In the event, the Britons escaped by the skin of their teeth – and through the assistance of some of the Ottoman authorities with whom they had been negotiating – but there was no happy ending for several of the participants in the ill-fated scheme.
As Mr Addison said: “Within a few years, three were dead, one was mad, two were bankrupt, one was divorced and another was deported.”
The Jewish Chronicle had declared: “Any unauthorised person who attempted to disclose the secret chamber containing the Ark would be cursed ‘sixty and six fold’.
An exaggeration, perhaps, but there was no reward for these adventurers.
The book sheds light on a largely untold episode which took place at a pivotal time in European and Middle Eastern history, shortly before the First World War.
And Mr Addison explained why the incident had captured his attention.
He said: “I read Simon Sebag Montefiore’s excellent biography of Jerusalem and it includes a handful of pages about a bizarre expedition of young Eton-educated men who went searching for the Ark of the Covenant which was based on secret cyphers supposedly found in the Bible.
“When I tried to find out more, I discovered that there was not much more about the expedition and much was inaccurate. So I decided to try and tell the whole story.”
He added: “In doing so, I found that the situation was much more complex than first portrayed. For example, these Eton-educated ‘English’ gentlemen turned out to have roots in Scotland, Ireland, Wales and Australia as well as England.
“I have always been interested in how the British have influenced so many different parts of the world. There are few places on the planet where the British have not left some imprint, and Jerusalem and the Holy Land certainly do not fall in that category. The Parker expedition certainly left a mark on Jerusalem.
A link between Parker and the author
“I also discovered that my grandfather and the Honourable Montagu Brownlow Parker, both served in Gallipoli and Egypt during the First World War.
“It is unlikely that they ever met; Monty was an English Grenadier Guards officer and the son of an earl [who lived in luxury until his death in 1962].
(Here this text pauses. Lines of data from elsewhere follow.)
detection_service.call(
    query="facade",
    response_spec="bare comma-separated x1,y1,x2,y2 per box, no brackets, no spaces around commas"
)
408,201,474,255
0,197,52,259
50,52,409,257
“My grandfather was a corporal who had worked on the railways in Scotland and was the son of a tailor from Aboyne.
“However, who knows, maybe my grandfather did bump into Monty in Alexandria or Port Said a century ago!”
Mystery continues to surround the existence or otherwise of the Ark, despite the fact it hasn’t been seen for more than two and a half thousand years.
And, as Mr Addison discovered during his research into the subject, a grisly fate often befell those who interfered in the saga.
He said: “In 1930, the New York Times carried a letter, signed M.E.L.F. It told of a ‘Scotch’ woman who lived in Jerusalem and the letter said she possessed the power of foresight. She reportedly had a vision of the Ark’s exact location – it was ‘in a small chamber underground at a certain spot in the temple area.”
“The woman worked for the American School of Archaeology, but unfortunately, before she could tell many people, she was murdered and her body was found hidden in her house near the Garden Tomb a few weeks later.”
Perhaps, when it comes to religious artefacts, it is wisest to leave the past in the past.
Raiders of the Hidden Ark is published by Edgcumbe Press.